A couple months ago I was catching up a bit with an old friend who is also a "rantau". We were in the same boat when talking about how boring it was having to leave our jobs just to be with our husband and all we did at home was just housewife's jobs. I am at my most now. I am bored to death, despite that I know I can do other things (and have facilities to support). I needed something to distract me 5 days a week from 8 to 7.
I started looking for a job about a month after I arrived here on my spouse visa. I thought I could change industry and looked for some supply chain or engineering job. Whenever I wrote my cover letter, I was never sure what to write because I barely had any experiences in that. Sometimes it got to the extent that making cover letters was really a pain for me. I don't know how many applications I've sent but I always end up with rejection emails, sometimes even within a day or just after a couple of hours after I clicked the "submit" button. I never got a call for an interview. Not a single one call back.
So, then when Ramadhan came, I focused myself in Ramadhan and committed not to do any jobseeking stuff. Afterwards, I changed my strategy completely. I tried seeking for jobs related to my previous experience in market research industry and also changed my cover letter and resume completely. Alhamdulillah, within a week or two, I was able to get a call for an interview with an agent and another one from a data collection services company.
I remember telling my "rantau" friend how stressful it was for me being jobless for quite a long time (I had to bear with no-work condition visa for 6 months until I was finally able to get that green light to start applying for a job).

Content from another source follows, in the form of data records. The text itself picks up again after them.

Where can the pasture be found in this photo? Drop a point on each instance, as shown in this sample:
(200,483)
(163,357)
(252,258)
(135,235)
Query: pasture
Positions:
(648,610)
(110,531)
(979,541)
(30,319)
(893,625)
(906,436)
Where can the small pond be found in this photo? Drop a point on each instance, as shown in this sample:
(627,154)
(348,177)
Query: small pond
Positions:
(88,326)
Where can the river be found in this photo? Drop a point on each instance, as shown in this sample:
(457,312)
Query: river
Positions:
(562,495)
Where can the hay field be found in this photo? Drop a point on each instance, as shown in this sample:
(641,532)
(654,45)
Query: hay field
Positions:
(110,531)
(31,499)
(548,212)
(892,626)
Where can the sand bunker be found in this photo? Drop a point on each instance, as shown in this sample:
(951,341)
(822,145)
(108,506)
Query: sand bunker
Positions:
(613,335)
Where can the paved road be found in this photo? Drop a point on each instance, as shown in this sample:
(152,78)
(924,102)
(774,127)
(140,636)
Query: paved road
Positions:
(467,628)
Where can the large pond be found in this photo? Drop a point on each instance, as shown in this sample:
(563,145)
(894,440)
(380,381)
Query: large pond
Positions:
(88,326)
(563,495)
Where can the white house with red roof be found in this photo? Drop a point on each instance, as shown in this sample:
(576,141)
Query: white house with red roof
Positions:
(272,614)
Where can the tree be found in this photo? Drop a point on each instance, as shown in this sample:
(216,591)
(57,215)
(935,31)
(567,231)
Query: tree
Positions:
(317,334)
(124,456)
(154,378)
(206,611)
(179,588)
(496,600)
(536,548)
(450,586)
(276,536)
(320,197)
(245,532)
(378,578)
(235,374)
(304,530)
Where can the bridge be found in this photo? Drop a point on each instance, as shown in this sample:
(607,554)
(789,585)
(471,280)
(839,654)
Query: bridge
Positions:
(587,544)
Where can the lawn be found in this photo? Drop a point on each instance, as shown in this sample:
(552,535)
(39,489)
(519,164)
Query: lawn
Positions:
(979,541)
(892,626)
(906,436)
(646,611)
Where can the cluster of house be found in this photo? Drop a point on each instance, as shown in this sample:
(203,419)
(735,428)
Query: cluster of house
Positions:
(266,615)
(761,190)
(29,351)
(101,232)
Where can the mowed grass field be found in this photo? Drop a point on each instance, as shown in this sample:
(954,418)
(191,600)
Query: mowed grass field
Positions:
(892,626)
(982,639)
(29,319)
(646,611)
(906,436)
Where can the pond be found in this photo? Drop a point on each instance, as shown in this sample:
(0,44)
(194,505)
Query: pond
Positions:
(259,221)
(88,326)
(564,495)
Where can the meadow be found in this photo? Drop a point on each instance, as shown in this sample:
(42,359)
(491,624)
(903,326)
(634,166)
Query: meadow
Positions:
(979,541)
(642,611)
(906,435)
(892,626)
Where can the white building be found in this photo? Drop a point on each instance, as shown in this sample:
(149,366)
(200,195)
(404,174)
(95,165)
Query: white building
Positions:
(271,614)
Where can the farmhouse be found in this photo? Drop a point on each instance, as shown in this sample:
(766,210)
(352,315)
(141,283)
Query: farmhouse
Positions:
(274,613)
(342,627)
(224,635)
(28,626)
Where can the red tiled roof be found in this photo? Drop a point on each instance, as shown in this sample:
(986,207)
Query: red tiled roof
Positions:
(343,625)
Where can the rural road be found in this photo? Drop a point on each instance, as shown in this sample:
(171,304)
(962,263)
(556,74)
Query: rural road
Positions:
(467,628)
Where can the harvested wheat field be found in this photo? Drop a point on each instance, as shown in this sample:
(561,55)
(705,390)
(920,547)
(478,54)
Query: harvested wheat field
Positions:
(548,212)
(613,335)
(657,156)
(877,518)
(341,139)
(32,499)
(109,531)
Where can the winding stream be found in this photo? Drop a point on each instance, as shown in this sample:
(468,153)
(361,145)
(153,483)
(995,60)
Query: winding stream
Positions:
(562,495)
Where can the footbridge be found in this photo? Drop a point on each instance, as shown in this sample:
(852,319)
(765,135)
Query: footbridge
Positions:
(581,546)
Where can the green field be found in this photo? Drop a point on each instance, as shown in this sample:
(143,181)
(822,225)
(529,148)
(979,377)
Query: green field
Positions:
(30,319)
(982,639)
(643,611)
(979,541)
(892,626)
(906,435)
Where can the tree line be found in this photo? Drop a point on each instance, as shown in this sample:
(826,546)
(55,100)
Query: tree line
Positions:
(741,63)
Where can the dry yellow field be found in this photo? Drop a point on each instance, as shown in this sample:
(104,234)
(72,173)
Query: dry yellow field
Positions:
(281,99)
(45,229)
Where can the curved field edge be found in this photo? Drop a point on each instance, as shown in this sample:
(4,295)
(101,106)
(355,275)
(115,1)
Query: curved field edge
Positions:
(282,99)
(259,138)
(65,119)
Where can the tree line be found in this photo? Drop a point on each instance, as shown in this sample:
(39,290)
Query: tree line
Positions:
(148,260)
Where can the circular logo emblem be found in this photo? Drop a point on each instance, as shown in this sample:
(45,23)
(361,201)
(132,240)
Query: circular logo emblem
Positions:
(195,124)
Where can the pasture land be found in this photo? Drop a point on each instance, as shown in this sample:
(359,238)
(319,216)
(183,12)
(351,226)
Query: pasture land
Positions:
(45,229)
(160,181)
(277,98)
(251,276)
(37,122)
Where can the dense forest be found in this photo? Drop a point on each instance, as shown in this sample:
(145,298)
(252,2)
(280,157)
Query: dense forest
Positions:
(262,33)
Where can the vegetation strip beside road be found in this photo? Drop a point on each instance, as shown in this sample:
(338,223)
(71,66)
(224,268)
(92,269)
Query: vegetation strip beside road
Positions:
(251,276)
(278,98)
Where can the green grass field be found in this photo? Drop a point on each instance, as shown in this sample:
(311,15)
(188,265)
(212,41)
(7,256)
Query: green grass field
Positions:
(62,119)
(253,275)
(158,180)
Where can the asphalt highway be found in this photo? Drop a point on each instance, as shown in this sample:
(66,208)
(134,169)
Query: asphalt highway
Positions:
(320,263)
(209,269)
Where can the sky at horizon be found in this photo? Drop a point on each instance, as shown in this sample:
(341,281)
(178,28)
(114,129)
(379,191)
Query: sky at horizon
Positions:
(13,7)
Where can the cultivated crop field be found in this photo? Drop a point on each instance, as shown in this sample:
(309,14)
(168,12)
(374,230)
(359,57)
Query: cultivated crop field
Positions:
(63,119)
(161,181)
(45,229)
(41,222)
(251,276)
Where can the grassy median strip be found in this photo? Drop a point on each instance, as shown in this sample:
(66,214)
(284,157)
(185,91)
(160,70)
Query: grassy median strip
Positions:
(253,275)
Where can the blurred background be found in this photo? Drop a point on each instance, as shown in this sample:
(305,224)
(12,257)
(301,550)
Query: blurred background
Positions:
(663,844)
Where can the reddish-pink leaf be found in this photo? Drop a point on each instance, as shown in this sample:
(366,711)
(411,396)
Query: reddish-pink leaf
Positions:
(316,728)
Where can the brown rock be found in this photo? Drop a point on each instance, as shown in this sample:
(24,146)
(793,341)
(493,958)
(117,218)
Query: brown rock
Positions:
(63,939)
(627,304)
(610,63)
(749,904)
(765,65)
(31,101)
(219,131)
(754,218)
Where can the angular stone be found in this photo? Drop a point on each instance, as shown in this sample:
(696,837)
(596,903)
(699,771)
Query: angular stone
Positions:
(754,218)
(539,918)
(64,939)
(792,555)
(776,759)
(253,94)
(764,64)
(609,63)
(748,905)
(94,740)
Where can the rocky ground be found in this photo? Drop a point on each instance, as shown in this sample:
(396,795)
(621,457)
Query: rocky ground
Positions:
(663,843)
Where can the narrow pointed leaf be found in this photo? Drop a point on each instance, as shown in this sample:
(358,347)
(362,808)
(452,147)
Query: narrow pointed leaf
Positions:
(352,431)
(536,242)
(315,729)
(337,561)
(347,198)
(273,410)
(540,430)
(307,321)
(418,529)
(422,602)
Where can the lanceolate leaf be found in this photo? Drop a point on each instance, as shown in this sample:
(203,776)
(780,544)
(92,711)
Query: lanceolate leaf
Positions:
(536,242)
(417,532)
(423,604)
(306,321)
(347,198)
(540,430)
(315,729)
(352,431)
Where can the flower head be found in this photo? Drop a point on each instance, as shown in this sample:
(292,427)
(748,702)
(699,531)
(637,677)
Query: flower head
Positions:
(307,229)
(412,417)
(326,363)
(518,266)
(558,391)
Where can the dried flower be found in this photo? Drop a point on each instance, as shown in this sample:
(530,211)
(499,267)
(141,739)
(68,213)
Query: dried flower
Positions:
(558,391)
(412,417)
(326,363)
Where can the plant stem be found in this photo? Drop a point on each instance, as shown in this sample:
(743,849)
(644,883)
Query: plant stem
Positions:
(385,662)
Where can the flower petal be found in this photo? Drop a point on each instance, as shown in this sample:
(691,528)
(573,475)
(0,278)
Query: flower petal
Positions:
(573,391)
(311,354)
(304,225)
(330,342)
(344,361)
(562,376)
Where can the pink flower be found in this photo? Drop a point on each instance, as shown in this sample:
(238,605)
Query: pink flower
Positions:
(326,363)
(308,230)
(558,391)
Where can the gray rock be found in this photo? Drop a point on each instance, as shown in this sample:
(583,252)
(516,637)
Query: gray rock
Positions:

She was almost desperate as well. It was difficult for her just staying at home waiting for a miracle to come. Around 3-4 months after applying for a job, she finally got a call for an interview. And alhamdulillah, she got the job. One thing that I remember from her was her saying, "Hang on just a bit more...". And that sentence got stuck in my head ever since. Whenever I tried to be positive, I just remember that sentence... just a little bit more...
I'm still doing the sabar-ikhtiar-doa-tawakal routinity. Hopefully something will come up for me real soon. Aamiin.